Hello erik,
thank you for taking an interest 🙂 Yeah, I did the multi-cam calibration which gave me a few matrices.
world_to_cam
[[ 0.61411884 0.7890858 -0.01420041 -0.21579439]
[-0.00386166 0.02099733 0.99977207 0.31440464]
[ 0.78920412 -0.61392403 0.01594204 1.05200151]
[ 0. 0. 0. 1. ]]
cam_to_world
[[ 0.61411884 -0.00386166 0.78920412 -0.6965064 ]
[ 0.7890858 0.02099733 -0.61392403 0.80952764]
[-0.01420041 0.99977207 0.01594204 -0.33416839]
[ 0. 0. 0. 1. ]]
trans_vec
[[-0.21579439]
[ 0.31440464]
[ 1.05200151]]
rot_vec
[[-1.43083528]
[-0.71236433]
[-0.70309224]]
intrinsics_mat
[[1546.18994140625, 0.0, 962.3573608398438]
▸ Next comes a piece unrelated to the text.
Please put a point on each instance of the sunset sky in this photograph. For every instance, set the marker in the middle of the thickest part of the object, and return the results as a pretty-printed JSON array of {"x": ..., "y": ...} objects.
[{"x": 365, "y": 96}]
[0.0, 1546.18994140625, 531.37255859375]
[0.0, 0.0, 1.0]]
I guess first I have to manage to create the pointcloud from the video material. I recorded the scene with gen2-record-replay. Is gen2-pointcloud a good starting place to do so?
How is the workflow to transform the world coordinates once I aquired the pointcloud?
I found this tutorial about geometric camera calibration (Camera Calibration with Example in Python). I presume this is another approach? The math looks a little scary. Given 6 points in the image plane and their corresponding world coordinates, it should be possible to reconstruct the extrinsic matrix. The points have to be independent but I don't know what it means in this context. I can get the world coordinates for 6 points in the image, but how do I check for independence? I thought there are no more then 3 independent vectors in 3D space?! I'm feeling a little lost here and don't know what to learn first to fill my blanks. If you or other readers got a pointer that would be nice!